Le législateur modifie en permanence la classification et les restrictions relatives aux matières premières. Cela a un impact (financier) considérable sur les départements R&D de nos entreprises. À cela s’ajoute la révision du CLP, qui a une influence majeure sur l’étiquetage de nos produits. Les paquets législatifs et le retard pris par la révision de REACH ajoutent à cela des incertitudes supplémentaires quant aux défis à venir en 2026. Ces changements constants, combinés aux nombreuses autres législations auxquelles nous devons nous conformer en tant que secteur des peintures, rendent la tâche plus difficile pour les petites entreprises, qui disposent de moins de moyens financiers, pour rester dans la course.
Nous comprenons bien sûr que la durabilité est une priorité. C'est le cas dans pratiquement tous les secteurs. Mais le cadre écologique dans lequel le secteur des revêtements doit évoluer entraîne une fois de plus une charge de travail et une pression supplémentaires. Pouvez-vous illustrer cela à l'aide de dossiers d'actualité ?

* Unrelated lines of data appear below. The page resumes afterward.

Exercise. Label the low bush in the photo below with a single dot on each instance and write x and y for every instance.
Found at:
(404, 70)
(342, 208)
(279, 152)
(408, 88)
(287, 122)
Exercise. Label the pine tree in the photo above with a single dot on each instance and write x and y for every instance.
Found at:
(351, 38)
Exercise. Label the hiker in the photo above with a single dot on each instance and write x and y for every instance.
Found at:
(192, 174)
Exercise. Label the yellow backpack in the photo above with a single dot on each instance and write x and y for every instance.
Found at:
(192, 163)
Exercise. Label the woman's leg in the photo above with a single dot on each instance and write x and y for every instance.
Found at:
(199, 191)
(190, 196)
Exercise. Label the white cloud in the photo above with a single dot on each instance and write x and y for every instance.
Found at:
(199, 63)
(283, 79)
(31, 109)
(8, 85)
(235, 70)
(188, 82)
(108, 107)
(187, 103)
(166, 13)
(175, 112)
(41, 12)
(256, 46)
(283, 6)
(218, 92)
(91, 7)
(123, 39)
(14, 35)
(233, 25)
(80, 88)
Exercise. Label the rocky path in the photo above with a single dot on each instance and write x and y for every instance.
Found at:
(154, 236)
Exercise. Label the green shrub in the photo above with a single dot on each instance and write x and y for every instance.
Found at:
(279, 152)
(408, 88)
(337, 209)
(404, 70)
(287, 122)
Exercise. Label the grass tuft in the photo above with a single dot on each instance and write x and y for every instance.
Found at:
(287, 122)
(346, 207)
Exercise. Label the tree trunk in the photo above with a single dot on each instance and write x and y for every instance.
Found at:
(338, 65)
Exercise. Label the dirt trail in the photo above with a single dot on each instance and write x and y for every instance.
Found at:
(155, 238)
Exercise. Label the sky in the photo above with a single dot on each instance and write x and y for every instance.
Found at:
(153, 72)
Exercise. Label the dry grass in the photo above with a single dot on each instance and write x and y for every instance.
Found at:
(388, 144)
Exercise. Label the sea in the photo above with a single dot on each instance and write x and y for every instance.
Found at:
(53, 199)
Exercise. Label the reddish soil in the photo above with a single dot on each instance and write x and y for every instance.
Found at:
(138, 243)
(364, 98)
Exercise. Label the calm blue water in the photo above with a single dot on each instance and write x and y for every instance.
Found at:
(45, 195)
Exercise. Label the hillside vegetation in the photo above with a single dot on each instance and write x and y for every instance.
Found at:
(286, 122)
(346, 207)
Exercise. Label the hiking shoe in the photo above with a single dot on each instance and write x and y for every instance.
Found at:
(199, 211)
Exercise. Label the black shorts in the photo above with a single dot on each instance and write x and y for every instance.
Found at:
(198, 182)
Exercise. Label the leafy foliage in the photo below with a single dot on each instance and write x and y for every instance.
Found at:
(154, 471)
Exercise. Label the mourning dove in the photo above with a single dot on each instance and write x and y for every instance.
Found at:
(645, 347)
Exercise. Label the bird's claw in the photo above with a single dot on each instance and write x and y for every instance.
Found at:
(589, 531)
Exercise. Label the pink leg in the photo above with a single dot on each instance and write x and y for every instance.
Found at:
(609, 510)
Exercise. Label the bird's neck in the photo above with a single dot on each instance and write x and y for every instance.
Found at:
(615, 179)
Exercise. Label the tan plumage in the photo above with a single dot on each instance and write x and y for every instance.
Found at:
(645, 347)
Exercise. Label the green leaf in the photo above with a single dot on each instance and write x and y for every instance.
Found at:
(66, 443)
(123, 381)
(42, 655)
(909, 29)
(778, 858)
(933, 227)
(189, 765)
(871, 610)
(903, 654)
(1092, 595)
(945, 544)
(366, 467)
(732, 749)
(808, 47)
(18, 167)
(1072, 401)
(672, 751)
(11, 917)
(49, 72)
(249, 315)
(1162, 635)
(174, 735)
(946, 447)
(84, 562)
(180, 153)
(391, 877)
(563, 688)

Le reporting en matière de durabilité sous la forme de la CSRD exige des entreprises un effort considérable pour collecter les données nécessaires et les communiquer dans le format approprié. Heureusement, les PME et autres entreprises de taille moyenne (moins de 1 000 employés ou 450 millions d’euros de chiffre d’affaires) ne sont pas (encore) tenues de s’y conformer.
La nouvelle réglementation PPWR (relative aux emballages et aux déchets d'emballages, ndlr), qui entrera en vigueur en août 2026, impose d'utiliser un minimum de matières recyclées dans les seaux en plastique. Heureusement, avec Valipac et Fost Plus en Belgique, nous disposons déjà de très bons partenaires pour le recyclage. Mais cette législation comporte encore de nombreuses incertitudes.
De plus, lorsque l’on souhaite travailler avec des matières premières recyclées ou biologiques, la reformulation de ces produits demande énormément de temps (et donc d’argent). Et si l’on souhaite communiquer à ce sujet, il faut ensuite leur attribuer une EPD (Environmental Product Declaration, la déclaration environnementale de produit européenne pour les matériaux de construction, ndlr). Cela aussi est difficile pour les petites entreprises.
C'est notamment pour ces questions qu'IVP Coatings monte au créneau : nous avons de fréquentes consultations avec les responsables politiques afin de tenter de trouver un équilibre entre « ce qui doit être fait » et « ce qui est possible ».
Outre son rôle d’information et de représentation – traduire la législation pour les entreprises membres –, IVP Coatings réfléchit également à des campagnes à l’échelle du secteur. Pouvez-vous nous expliquer quels sont les sujets d’actualité dans ce domaine ?
Il est en effet également de notre devoir d’informer les consommateurs et les peintres des conséquences de certaines législations. En raison du durcissement de la réglementation sur les biocides, la conservation des revêtements représente un défi plus important qu’auparavant. C’est pourquoi nous avons conçu un outil à l’intention des peintres, contenant des conseils pour conserver la peinture dans les meilleures conditions possibles.
Nous allons également lancer une campagne cette année concernant la législation relative aux microplastiques. Celle-ci vise à faire comprendre aux consommateurs qu’il est important de ne pas jeter de peinture dans l’évier. Même lors du lavage des pinceaux ou des rouleaux. Nous donnerons aux professionnels comme aux particuliers des conseils et des directives sur la meilleure façon de procéder.
Bon, ça fait donc beaucoup de travail en perspective. On ne va pas te retenir plus longtemps ! Merci pour ton temps et tes précisions.